Beyond 'video as black boxes'08 Apr 2013
This is a modified version of the second chapter, literature review, of the final project dissertation I did for UCL Msc in CS (2015).
The project consisted of identifying a problem statment, and developing a software application as part of a placement at The Times & Sunday Times in London.
The resulting application was quickQuote, a tool to easily identify and share video quotes, you can read more about it here.
The porpuse of this blog post is to keep an up to date list of projects that are doing interesting things to do with video on the web. I am mostly interested in projects were we go beyond “videos as black boxes” on the web, and get a programmatic access into the video. Often times this is done with the use of time-coded transcriptions.
To best understand the challenges in developing software in a news environment, I referred to the leaked New York Times Innovation report.

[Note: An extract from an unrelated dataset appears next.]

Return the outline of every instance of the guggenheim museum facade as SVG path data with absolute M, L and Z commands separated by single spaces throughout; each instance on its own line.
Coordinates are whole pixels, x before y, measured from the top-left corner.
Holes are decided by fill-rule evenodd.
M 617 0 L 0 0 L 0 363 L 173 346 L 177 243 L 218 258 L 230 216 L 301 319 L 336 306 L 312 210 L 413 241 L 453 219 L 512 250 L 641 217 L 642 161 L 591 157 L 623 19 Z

The biggest issue highlighted in the report was that flagship projects such as snow falls
were time consuming and a lot of effort went into the making of a one of piece with a relatively short life span.
We are focused on building tools to create snow fall every day, and getting them as close to reporters as possible. I’d rather have a snow-fall builder then a snowfall.

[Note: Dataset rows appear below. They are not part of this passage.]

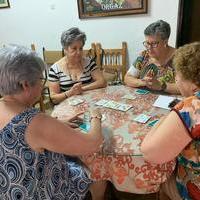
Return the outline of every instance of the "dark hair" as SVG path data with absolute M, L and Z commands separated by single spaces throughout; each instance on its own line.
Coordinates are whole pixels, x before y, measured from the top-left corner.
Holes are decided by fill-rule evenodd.
M 178 48 L 173 65 L 176 71 L 200 87 L 200 42 L 193 42 Z

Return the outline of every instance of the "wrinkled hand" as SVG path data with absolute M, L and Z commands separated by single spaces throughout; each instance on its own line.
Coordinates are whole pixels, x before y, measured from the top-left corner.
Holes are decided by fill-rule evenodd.
M 90 110 L 90 116 L 92 117 L 94 117 L 94 116 L 102 116 L 101 115 L 101 112 L 100 112 L 100 110 L 98 109 L 98 108 L 95 108 L 95 109 L 93 109 L 93 110 Z
M 82 93 L 82 83 L 74 84 L 70 89 L 71 95 L 79 95 Z
M 82 114 L 83 114 L 83 112 L 80 112 L 78 114 L 75 114 L 72 117 L 65 117 L 65 118 L 61 118 L 59 120 L 65 124 L 69 125 L 71 128 L 78 128 L 79 125 L 83 122 L 83 119 L 80 117 L 80 115 L 82 115 Z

- Kevin Delaney, editor of Quartz p36 NY Times Innovation report
The NY Times competitors such as BuzzFeed, were instead able to separate form from content. The best example is a dialect quiz by the NY Times, that was widely popular, and BuzzFeed, inspired by the format made a “Quizz builder” and after the first release, published 20 variations with minimal effort.
This consideration of building a system rather then a one of editorial piece is the initial inspiration behind most of the projects I’ve been working on, which you can read more about here: autoEdit, Interactive databate #buildTheNews, OneStory at BBC #newsHack, quickQuote - Times & Sunday Times.
At the end of this post, I’ll give a summary of each one of these in relation to the other projects described below.
The other consideration that guides most of the projects I work on comes from VARK, idea of the variety of learning styles.
Simply put, different people learn in different ways. Five main learning styles are identified, visual, auditory, reading and writing, kinaesthetic and multi-modal. The core concept is that each individual as one (or more) preferred learning style. But also, more crucially, that the same information can be delivered in different ways to meet the different learning styles. Applying this consideration to the publishing of news article, forces us to re-consider the publishing of text based articles and the use of multimedia to engage a wider audience taking into account the variety of learning styles.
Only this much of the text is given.